Our study also has some limitations. First, our review is affected by the limitations of the included studies, such as residual confounding due to clinical data not typically captured by administrative databases (e.g., smoking, diet). Second, while the exclusion of studies with < 1000 DOAC users provides an objective, pre-specified threshold based on underlying event rates, there is a possibility that some underpowered but potentially eligible studies could have been excluded.
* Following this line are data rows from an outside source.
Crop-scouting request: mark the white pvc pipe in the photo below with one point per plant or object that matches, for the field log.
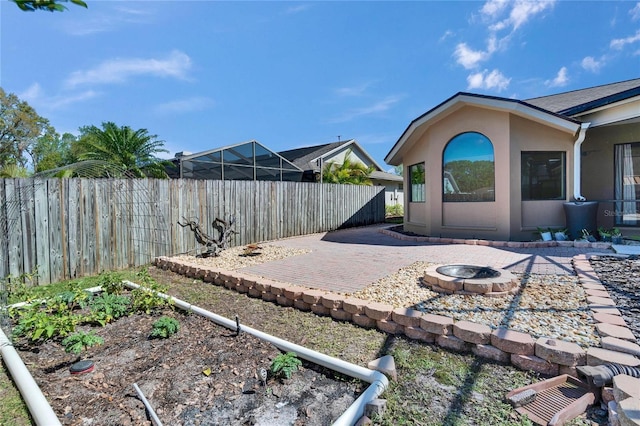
(39, 407)
(577, 162)
(378, 381)
(146, 403)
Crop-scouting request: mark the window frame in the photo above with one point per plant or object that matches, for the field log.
(563, 175)
(412, 190)
(448, 197)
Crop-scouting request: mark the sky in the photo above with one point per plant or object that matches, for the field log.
(206, 74)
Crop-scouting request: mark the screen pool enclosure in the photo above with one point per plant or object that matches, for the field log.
(245, 161)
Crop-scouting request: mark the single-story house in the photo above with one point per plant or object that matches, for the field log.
(496, 168)
(313, 159)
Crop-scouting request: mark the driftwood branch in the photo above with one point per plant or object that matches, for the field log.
(213, 245)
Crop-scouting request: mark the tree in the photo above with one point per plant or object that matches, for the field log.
(349, 172)
(48, 5)
(52, 151)
(20, 129)
(123, 148)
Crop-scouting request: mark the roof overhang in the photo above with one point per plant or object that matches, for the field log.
(350, 142)
(418, 126)
(626, 110)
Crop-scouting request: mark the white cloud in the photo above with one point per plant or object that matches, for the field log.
(358, 90)
(375, 108)
(297, 9)
(447, 34)
(174, 65)
(620, 43)
(560, 80)
(493, 7)
(179, 106)
(33, 93)
(589, 63)
(493, 80)
(62, 101)
(37, 98)
(468, 57)
(635, 12)
(521, 12)
(518, 13)
(104, 22)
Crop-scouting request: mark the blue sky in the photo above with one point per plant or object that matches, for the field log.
(206, 74)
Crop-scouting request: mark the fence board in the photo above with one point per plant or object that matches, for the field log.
(73, 227)
(4, 234)
(41, 214)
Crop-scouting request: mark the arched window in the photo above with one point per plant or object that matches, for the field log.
(468, 169)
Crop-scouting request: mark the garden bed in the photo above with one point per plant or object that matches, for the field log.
(204, 374)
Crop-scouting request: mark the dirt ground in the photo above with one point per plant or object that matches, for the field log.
(171, 374)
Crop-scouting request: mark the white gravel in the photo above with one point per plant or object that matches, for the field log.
(547, 306)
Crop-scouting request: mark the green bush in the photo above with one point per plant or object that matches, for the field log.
(165, 327)
(285, 364)
(394, 210)
(111, 282)
(108, 307)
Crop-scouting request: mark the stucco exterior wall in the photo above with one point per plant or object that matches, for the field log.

Finally, as the included studies were conducted using computerized healthcare databases from different jurisdictions, confounding due to jurisdiction-specific factors such as formulary restrictions cannot be excluded.

5 Conclusions

Our systematic review and meta-analysis suggest no major differences in the risk of ischemic stroke, all-cause mortality, myocardial infarction, or systemic embolism between dabigatran, rivaroxaban, and apixaban in patients with AF. However, rivaroxaban is associated with an increased risk of bleeding compared with dabigatran, while apixaban is associated with a decreased risk of bleeding compared with either dabigatran or rivaroxaban. Thus, current observational evidence supports the notion that while differences among DOACs regarding effectiveness appear to be small, apixaban should be preferred in AF patients at higher risk of bleeding.